September 11, 2014
BY Staff
Third-generation oilman Brian Potter spoke at the 2014 Collective Biodiesel Conference in Pittsboro, N.C., about how Potter Oil & Tire Co. Inc., a 60-plus-year-old North Carolina-based fuel wholesaler and biodiesel distributor servicing the Mid-Atlantic region, selects its biodiesel suppliers, and his company’s views on the biodiesel industry.
Potter said his company got its start in biodiesel back in 2002, offering B2, B5 and eventually B20 to North Carolina through state contracts. He said the distribution business has two sides, retail and commercial. Potter said for the most part the retail side doesn’t want to deal with RINs and they want product that’s already blended. The commercial distribution side, of which Potter Oil is a part, is a “penny business,” said Potter, where gross profit margins are less than 1 percent, requiring commercial distributors to be “lean and mean.”

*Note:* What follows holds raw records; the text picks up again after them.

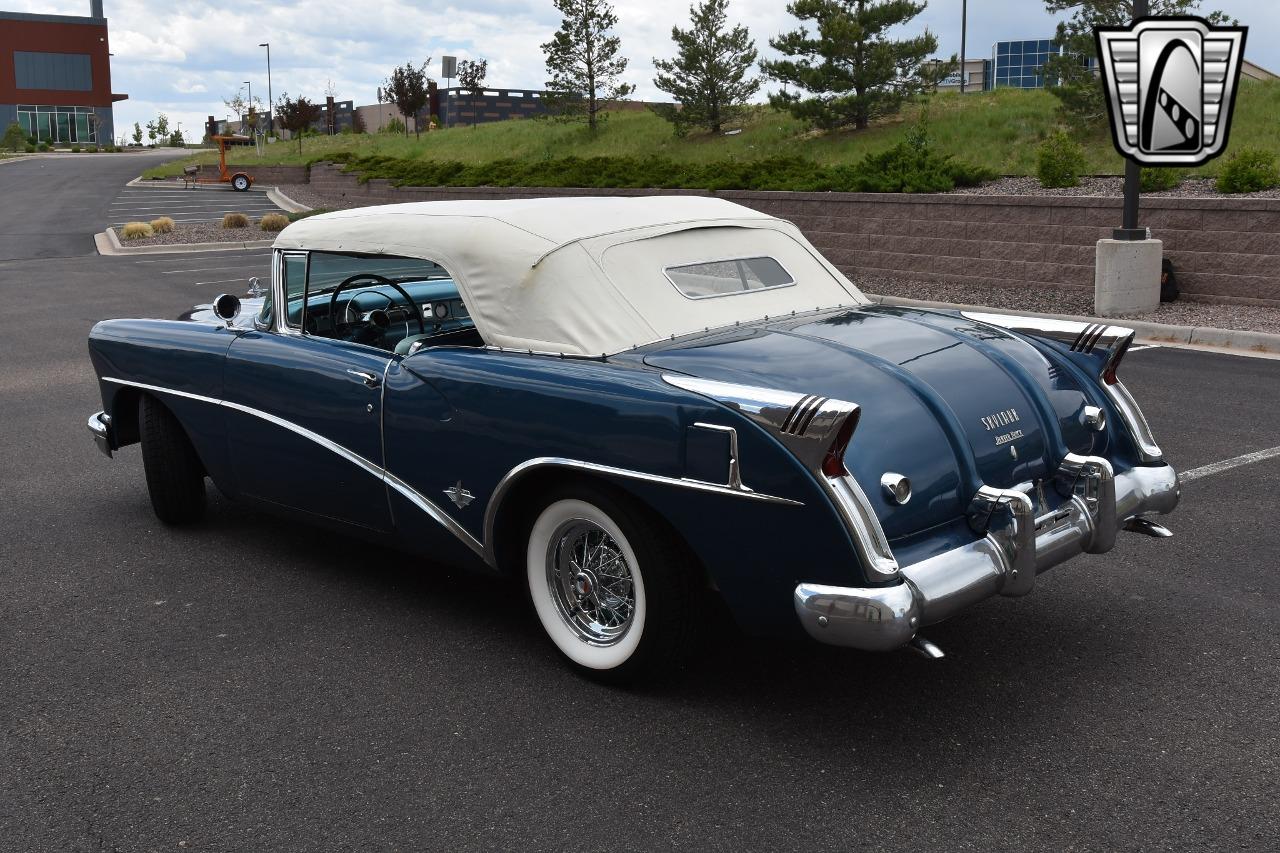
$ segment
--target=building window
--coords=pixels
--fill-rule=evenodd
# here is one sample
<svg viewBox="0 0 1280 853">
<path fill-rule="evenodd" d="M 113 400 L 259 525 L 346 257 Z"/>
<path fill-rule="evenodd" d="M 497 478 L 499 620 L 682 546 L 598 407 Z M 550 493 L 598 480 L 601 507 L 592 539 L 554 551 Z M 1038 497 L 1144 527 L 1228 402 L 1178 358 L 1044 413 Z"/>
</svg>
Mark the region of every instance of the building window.
<svg viewBox="0 0 1280 853">
<path fill-rule="evenodd" d="M 92 106 L 19 104 L 18 124 L 40 142 L 97 145 L 97 115 Z"/>
<path fill-rule="evenodd" d="M 93 68 L 88 54 L 15 50 L 13 72 L 18 88 L 51 88 L 67 92 L 88 92 L 93 88 Z"/>
</svg>

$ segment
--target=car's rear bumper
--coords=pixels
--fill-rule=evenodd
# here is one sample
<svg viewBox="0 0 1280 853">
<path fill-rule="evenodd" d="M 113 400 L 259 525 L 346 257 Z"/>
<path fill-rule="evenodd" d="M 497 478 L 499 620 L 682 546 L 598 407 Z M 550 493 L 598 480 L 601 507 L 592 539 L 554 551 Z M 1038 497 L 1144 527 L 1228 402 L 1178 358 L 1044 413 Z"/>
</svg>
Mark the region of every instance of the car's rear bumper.
<svg viewBox="0 0 1280 853">
<path fill-rule="evenodd" d="M 88 432 L 93 435 L 97 448 L 111 457 L 111 416 L 99 411 L 88 416 Z"/>
<path fill-rule="evenodd" d="M 1112 476 L 1105 460 L 1078 461 L 1087 462 L 1082 467 L 1088 470 L 1076 471 L 1076 483 L 1083 480 L 1085 488 L 1073 483 L 1071 498 L 1039 517 L 1030 500 L 1018 492 L 979 492 L 975 507 L 987 514 L 986 535 L 906 566 L 901 583 L 868 588 L 799 584 L 794 598 L 800 624 L 823 643 L 897 648 L 922 626 L 984 598 L 1030 592 L 1037 574 L 1079 553 L 1108 551 L 1126 521 L 1178 506 L 1178 473 L 1169 465 Z"/>
</svg>

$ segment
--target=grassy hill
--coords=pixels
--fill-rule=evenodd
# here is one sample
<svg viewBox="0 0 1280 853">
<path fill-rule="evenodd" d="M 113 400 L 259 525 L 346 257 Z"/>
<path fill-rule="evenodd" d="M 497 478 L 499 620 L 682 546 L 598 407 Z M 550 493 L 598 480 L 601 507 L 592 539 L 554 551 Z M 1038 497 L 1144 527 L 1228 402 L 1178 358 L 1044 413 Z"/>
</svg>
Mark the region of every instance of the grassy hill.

Potter said his company purchases fuel from up to 10 plants, and when selecting a biodiesel supplier, BQ-9000 certification tops his list. He said not only should a Certificate of Analysis be present with every shipment of biodiesel, but it should also have a recent date. “If the date on the C of A is six months old, then something’s not right,” he said. For cold soak, Potter said his company likes to see 100 seconds year-round.
Selling biodiesel isn’t just about fuel transactions, Potter said. “It’s not about selling a load of biodiesel,” he said, “but it’s about trying to build a relationship. Sometimes we lose money on biodiesel just to keep the customer.”
Plants that Potter Oil buys biodiesel from must have adequate finished product storage, he said, in order to be able to quickly move in and out, and plant location is important. A biodiesel plant’s ability to transition between high and low cloud point feedstock and fuel with the season is also critical to his company’s desire to do business with them.
Pricing structure must be competitive with diesel fuel, Potter noted, adding that it’s vital for Potter Oil to be able to buy product at a locked-in price for three months forward. This allows him to forward sell the RINs, too.
Potter listed specific issues he has encountered with large and small biodiesel plants. Delays in shipping, railcar demurrage, having payment due prior to delivery, and product quality are just a few of the sticking points Potter Oil has had to overcome in dealing with large-volume plants. For small-volume biodiesel plants, Potter said the issues that can affect his business include the volatile productivity, wherein the plant is producing and not producing at inconvenient or inconsistent intervals. Waiting for feedstock is another problem he has seen with small plants. Finally, he said small plants often don’t actually produce the product until it’s sold. “We can’t operate like that,” Potter said. “We have to roll, roll, roll.”
While Potter Oil sells all kinds of biodiesel blends, a majority of what it sells is B20. The company’s biodiesel sales are split 50/50 between state/municipality contracts and the private sector. Potter Oil splash blends all its biodiesel.
Potter’s opinion on the future of the biodiesel industry is that “the big guys” are going to be moving more toward renewable diesel production, and “local production, long-term, is where this industry will stay.”